Definirlo un rape & revenge è riduttivo perché il rape è il fattore scatenante per la revenge che è il preludio della parte sostanziale del film, ovvero la body modification. Veniamo in contatto quindi con una umanità assurda, grottesca e freak nel senso Brownigiano (mi si passi l'invenzione) del temine, che già di per se è disturbante. Il tutto condito da qualche momento gore, in una vaga atmosfera da torture porn sorretta dall'interpretazione della protagonista
Non adatto a stomaci deboli è giustamente vietato ai 18
Regia: Paul Feig
Interpreti: Anna Kendrick, Blake Lively, Henry Golding
Non fatevi sfuggire questo film disponibile su Amazon prime video. Una commedia che poi commedia non è e diventa un viaggio nell' imprevisto con momenti horror. Insomma incatalogabile se dobbiamo riferirci a un unico genere, eclettico perché spazia fra tutti i generi. Le due attrici sono superlative. Blake è una dea, di quelle che puoi solo ammirare a bocca aperta con lo sguardo da ebete. Buona visione.
Regista: Adam Wingard
Interpreti: Sharni Vinson, Nicholas Tucci, Ti West, Barbara Crampton
Qualche giorno fa maratona horror, cioè quasi, il primo film non era proprio horror era più un thriller, ma con spargimento di sangue e cadaveri degni di uno slasher. Dei 3 film questo è quello che sicuramente mi è piaciuto di più.
La trama è semplice e già vista.
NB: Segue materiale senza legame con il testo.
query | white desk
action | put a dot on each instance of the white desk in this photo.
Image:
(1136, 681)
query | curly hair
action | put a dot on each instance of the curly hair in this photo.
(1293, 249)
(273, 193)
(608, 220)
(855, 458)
Una bella family reunion per l'anniversario dei genitori si trasforma in un incubo quando appaiono degli psicopatici mascherati intenzionati a non lasciare vivo nessuno
Normalmente non vado pazza per gli home invasion, quindi mi sono accostata alla visione un po' prevenuta e invece devo dire che mi sono divertita molto.
Un film pieno di ammazzamenti molto fantasiosi. Per dire, non si vede una sola arma da fuoco, in compenso c'è quantità infinita di asce, maceti, balestre, coltelli di ogni tipo e attrezzi di uso comune in cucina che all'occorrenza diventano delle armi mortali. La carneficina è praticamente d'obbligo perché i personaggi sono talmente stupidi che si meritano di morire. E così, tra un colpo di accetta e uno di schiacciapatate, la nostra famiglia si decima fino ad arrivare al colpo di scena, che non è che sia proprio una sorpresa, ma comunque non rende la restante mezz'ora di film meno divertente.
Gli attori sono a me sconosciuti, a parte Ti West e la divina Barbara Crampton, ma devo dire che sono tutti molto nella parte.
Per un'ora e mezza divertente e senza pensieri, che lo so, può essere strano riferito a un horror pieno di morti ammazzati ma fidatevi, il divertimento è assicurato.